YARGITAY KARARI
DAİRE : 14. Hukuk Dairesi
ESAS NO : 2006/1414
KARAR NO : 2006/3862
KARAR TARİHİ : 03.04.2006
MAHKEMESİ:Asliye Hukuk Mahkemesi
Davacılar vekili tarafından, davalı aleyhine 14.9.2004 gününde verilen dilekçe ile tapuda vakıf şerhinin terkini istenmesi üzerine yapılan duruşma sonunda; davanın kabulüne dair verilen 15.12.2004 günlü hükmün Yargıtayca incelenmesi davalı … İdaresi vekili ve davacı vekili tarafından istenilmekle süresinde olduğu anlaşılan temyiz dilekçesinin kabulüne karar verildikten sonra dosya ve içerisindeki bütün kağıtlar incelenerek gereği düşünüldü:
K A R A R
Dava; nizalı parsellerdeki murise ait müşterek paylar üzerindeki vakıf şerhinin silinmesi istemine ilişkindir.

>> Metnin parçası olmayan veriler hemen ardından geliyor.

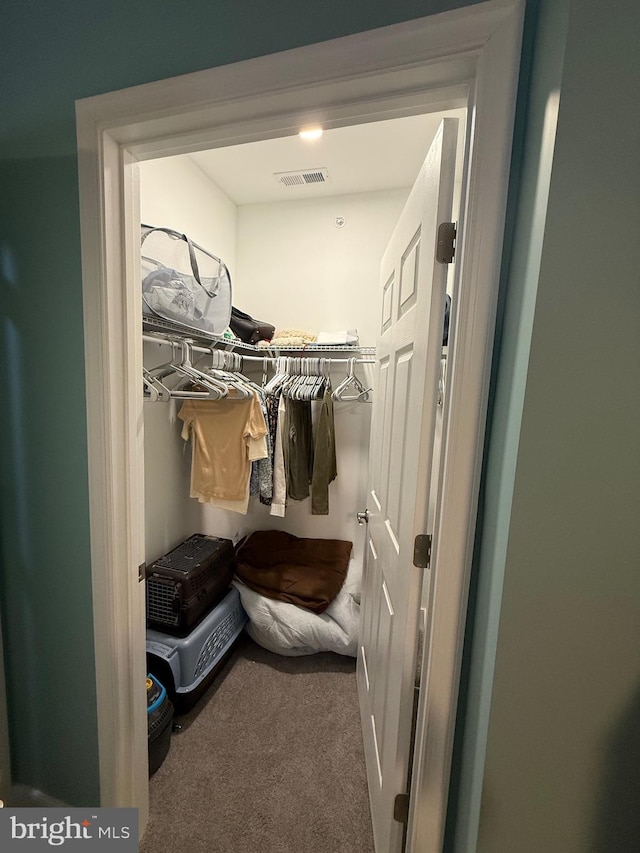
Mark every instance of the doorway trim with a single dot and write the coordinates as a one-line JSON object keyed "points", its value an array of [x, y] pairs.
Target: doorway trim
{"points": [[468, 57]]}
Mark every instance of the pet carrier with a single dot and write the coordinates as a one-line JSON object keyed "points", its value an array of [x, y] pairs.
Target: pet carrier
{"points": [[185, 583], [188, 665]]}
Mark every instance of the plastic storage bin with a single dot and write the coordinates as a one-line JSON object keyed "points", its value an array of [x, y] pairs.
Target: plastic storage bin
{"points": [[188, 665]]}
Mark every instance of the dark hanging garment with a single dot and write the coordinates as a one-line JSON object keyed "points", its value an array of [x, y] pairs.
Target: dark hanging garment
{"points": [[324, 458], [297, 444]]}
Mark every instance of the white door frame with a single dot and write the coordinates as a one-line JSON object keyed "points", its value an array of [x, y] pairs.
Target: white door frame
{"points": [[467, 56]]}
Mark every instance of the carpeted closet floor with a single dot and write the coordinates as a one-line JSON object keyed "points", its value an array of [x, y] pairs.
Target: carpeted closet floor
{"points": [[269, 761]]}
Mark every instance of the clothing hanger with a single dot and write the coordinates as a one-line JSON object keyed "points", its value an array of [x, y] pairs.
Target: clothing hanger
{"points": [[206, 386], [224, 367], [351, 380], [153, 389]]}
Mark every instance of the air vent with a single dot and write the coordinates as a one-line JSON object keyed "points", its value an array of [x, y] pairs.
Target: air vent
{"points": [[302, 177]]}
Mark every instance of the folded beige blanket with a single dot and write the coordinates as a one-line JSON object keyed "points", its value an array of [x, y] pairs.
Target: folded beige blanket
{"points": [[305, 572]]}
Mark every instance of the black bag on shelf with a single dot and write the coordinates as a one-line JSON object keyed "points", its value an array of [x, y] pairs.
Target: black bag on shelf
{"points": [[249, 331], [183, 283]]}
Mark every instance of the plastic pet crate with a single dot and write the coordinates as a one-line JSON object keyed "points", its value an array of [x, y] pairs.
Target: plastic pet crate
{"points": [[187, 582], [187, 665]]}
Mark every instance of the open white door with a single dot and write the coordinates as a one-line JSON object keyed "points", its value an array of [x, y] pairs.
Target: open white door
{"points": [[408, 363]]}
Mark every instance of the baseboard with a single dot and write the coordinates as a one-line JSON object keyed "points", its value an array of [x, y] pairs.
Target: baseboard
{"points": [[22, 796]]}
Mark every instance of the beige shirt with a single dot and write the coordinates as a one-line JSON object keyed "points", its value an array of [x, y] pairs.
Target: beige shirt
{"points": [[226, 437]]}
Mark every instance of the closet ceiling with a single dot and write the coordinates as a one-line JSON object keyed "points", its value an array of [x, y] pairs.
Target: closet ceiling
{"points": [[380, 155]]}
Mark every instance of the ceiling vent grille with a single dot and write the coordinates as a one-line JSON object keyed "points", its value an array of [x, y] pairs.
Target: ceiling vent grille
{"points": [[302, 177]]}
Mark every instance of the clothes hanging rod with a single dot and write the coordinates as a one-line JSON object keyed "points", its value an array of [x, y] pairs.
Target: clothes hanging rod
{"points": [[157, 339]]}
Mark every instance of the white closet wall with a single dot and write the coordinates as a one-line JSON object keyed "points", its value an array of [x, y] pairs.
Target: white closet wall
{"points": [[290, 266], [297, 269], [175, 193]]}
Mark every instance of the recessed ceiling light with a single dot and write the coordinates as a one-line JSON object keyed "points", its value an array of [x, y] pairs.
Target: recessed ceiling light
{"points": [[309, 133]]}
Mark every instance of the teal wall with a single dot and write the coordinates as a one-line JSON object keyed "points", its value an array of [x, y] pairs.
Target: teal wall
{"points": [[557, 568], [52, 53], [562, 772]]}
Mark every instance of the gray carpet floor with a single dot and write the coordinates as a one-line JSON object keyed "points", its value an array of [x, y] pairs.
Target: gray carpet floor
{"points": [[269, 761]]}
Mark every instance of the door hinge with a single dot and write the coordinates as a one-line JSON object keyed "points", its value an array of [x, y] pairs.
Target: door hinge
{"points": [[401, 808], [445, 247], [422, 551]]}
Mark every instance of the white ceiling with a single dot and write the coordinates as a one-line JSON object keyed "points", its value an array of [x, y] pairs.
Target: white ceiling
{"points": [[362, 158]]}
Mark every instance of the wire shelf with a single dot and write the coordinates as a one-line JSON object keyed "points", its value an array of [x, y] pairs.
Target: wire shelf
{"points": [[166, 329]]}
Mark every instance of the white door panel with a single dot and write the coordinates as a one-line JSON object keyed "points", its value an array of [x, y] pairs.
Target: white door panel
{"points": [[408, 362]]}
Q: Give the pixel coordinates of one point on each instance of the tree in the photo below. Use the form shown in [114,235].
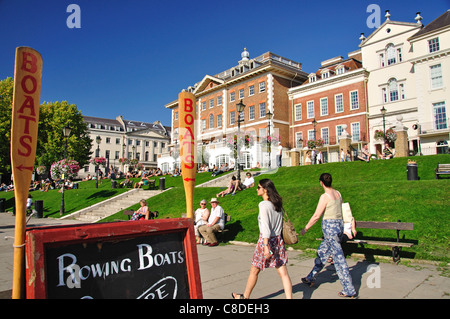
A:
[53,117]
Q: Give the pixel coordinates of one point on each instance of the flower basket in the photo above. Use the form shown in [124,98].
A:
[41,170]
[315,143]
[97,161]
[378,135]
[391,135]
[65,166]
[272,140]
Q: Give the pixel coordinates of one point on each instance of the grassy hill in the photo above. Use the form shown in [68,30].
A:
[376,191]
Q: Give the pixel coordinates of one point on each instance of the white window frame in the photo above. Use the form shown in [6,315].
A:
[436,76]
[298,135]
[232,117]
[324,106]
[311,134]
[262,87]
[261,109]
[310,109]
[298,112]
[356,131]
[354,105]
[336,102]
[251,112]
[433,45]
[219,120]
[211,121]
[325,134]
[440,125]
[251,90]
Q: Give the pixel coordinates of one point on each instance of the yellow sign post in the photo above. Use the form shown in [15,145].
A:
[186,105]
[24,128]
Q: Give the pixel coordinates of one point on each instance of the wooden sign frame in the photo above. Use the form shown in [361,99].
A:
[40,240]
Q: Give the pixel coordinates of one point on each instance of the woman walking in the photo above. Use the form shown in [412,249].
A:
[330,205]
[270,251]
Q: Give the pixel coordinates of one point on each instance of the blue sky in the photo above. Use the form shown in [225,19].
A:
[132,57]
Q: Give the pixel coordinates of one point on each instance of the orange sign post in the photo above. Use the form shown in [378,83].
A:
[24,129]
[186,104]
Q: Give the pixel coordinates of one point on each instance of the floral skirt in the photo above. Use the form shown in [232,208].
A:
[278,258]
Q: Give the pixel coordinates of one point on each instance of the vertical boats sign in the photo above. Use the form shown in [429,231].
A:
[24,130]
[186,103]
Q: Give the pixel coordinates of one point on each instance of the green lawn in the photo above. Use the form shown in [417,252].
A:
[376,191]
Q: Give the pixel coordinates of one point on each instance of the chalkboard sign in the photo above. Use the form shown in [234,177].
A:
[154,259]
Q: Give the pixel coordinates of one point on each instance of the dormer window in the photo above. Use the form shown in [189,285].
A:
[340,69]
[312,78]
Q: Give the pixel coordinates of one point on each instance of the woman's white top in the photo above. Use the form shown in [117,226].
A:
[270,221]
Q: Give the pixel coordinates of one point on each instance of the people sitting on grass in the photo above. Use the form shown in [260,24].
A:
[142,213]
[127,182]
[216,222]
[143,181]
[365,155]
[35,186]
[387,152]
[248,182]
[231,187]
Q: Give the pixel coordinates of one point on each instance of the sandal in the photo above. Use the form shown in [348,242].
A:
[341,294]
[235,296]
[310,283]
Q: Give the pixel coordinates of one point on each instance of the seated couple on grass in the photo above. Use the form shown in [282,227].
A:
[235,185]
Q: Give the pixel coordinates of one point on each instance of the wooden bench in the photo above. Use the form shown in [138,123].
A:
[130,213]
[442,169]
[395,245]
[151,184]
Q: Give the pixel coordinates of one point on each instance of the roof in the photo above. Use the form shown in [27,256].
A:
[440,22]
[349,65]
[134,125]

Elbirliği halinde mülkiyette (somut olayda olduğu gibi) mirasçılar arasında ortaklık bağı vardır. Bu kişiler mirasçı sıfatı ile bir mala veya hakka birlikte malik olmak durumundadır. Medeni Kanunun 701-703 maddeleri uyarınca bu tür mülkiyetin “ortaklığın” tüzel kişiliği bulunmadığından ortaklardan herbirinin eşya üzerinde doğrudan bir hakkı da yoktur. Bu anlatımın doğal sonucu olarak da mülkiyet bütünüyle ortakların tümüne aittir. Elbirliği mülkiyetinde malikler mülkiyet payını ayırmadığından eşya üzerinde paydaş değil, ortaktır. Yine bu tür mülkiyette işin özelliği gereği ortaklar arasında zorunlu dava arkadaşlığı vardır. Şayet davalı olacaklarsa davanın ortakların tümü aleyhine açılması gerekir. Medeni Kanunumuzda bir ortağın tek başına dava açabileceği, nevarki, açtığı bu davanın devam edebilmesi için öteki ortakların açılan davaya olur vermeleri yada davanın miras şirketine atanacak temsilci aracılığı ile sürdürülebileceği kural olarak benimsendiğinden ve dava ehliyetinin varlığı Mahkemece resen araştırılması gereken hususlar arasında bulunduğundan davaya katılmayan ortakların olurları alınmaksızın veya Medeni Kanunun 640.maddesi uyarınca miras şirketine atanacak temsilci aracılığı ile davanın sürdürülebileceği gözardı edilerek çekişmenin esasının incelenip dava kabul edildiğinden karar bozulmalıdır.SONUÇ. Yukarıda yazılı nedenlerle temyiz itirazlarının kabulüyle hükmün BOZULMASINA, bozma nedenine göre sair hususların incelenmesine yer olmadığına, temyiz harcının istek halinde yatırana iadesine, 3.4.2006 gününde oybirliği ile karar verildi.